Et de Naïs, en passant par Les Indes Galantes et Zorastre pour arriver aux Boréades, loin de ces livrets si souvent faibles, c’est la palette fauve et démoniaque, tendre et subtile, légère et fluide, populaire et pourtant si noble de Rameau que Jordi Savall et le Concert des Nations offrent ici – une palette d’émotions, d’éléments, de paysages, puisant ses sources dans la mythologie comme dans le théâtre de foire, celle d’un poète homme de scène.

Dès l’Ouverture de Naïs, le public est saisi par la fulgurance des passions à animer cette musique. Sous la direction précise, solaire et élégante de Jordi Savall, l’orchestre sait dialoguer et s’écouter. De cordes souples et incisives émane un feu ardent, comme des flûtes et des hautbois, élégiaques, et des percussions, sombres et telluriques.

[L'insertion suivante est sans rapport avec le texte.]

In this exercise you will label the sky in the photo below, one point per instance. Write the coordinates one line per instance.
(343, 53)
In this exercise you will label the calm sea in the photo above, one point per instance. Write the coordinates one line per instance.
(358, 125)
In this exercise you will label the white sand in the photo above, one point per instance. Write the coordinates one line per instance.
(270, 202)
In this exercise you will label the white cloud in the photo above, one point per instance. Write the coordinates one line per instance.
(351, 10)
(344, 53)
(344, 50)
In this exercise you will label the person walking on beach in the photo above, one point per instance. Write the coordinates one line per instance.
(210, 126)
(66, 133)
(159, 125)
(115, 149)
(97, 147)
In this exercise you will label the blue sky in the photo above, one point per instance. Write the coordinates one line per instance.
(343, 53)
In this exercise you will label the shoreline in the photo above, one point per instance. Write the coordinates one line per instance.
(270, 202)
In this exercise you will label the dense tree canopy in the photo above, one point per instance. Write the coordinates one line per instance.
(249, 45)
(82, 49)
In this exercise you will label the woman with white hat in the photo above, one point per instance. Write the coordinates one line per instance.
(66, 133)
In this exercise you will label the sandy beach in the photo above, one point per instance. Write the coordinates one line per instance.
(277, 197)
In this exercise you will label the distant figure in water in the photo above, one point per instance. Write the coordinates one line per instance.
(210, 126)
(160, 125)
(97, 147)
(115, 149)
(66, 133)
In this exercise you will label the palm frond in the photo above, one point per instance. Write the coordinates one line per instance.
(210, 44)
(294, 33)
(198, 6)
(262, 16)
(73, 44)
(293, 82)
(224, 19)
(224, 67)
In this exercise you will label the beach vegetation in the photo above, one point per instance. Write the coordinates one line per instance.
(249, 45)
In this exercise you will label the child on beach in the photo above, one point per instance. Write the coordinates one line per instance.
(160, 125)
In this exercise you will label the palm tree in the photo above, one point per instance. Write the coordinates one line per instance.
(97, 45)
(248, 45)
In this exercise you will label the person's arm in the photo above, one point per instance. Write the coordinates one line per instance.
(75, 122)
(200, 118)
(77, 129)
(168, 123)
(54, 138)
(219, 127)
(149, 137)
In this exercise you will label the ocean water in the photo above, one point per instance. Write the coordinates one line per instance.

Tout au long de la soirée, les cuivres, qu’il s’agisse des trompettes ou des cors, interpellent comme jamais sur une question de justesse tant elle se fait évidente. Flamboyants mais capables de nuances d’un raffinement inouï – comme dans le dialogue des cors et des hautbois dans l’Ouverture des Boréades ou la tenue d’une réelle noblesse des trompettes dans l’air des Incas – le plaisir des musiciens autorise tout. D’une précision métronomique et pourtant si poétique la contredanse en rondeau des Boréades subjugue par son ensorcelante virtuosité, au point de provoquer des applaudissements prématurés. Dans l’air tendre en rondeau de Zoroastre, la mélancolie mystérieuse, presque ésotérique de la flûte de Marc Hantaï, envoute par son lyrisme magique.

Le temps d’un concert, les artistes recréent les univers si uniques de chacun de ses quatre opéras. Et de l’exotisme des Indes Galantes au mysticisme sombre et exalté de Zoroastre, à la tendresse de Naïs où charment les tendres volutes de la musette, ils les font vibrer dans un bonheur communicatif, transportant l’auditoire jusqu’à l’inoubliable instant, celui de leur merveilleuse interprétation d’extraits des Boréades qui longtemps nous habitera. Les couleurs vives et virtuoses de cette œuvre sont sublimées par les peintres-musiciens du Concert des Nations. Extraits de la même tragédie lyrique, trois bis concluent une fascinante soirée, Jordi Savall partageant avec le public un instant joyeux, rare et délirant, en le faisant battre des mains le rythme endiablé de la contredanse très vive.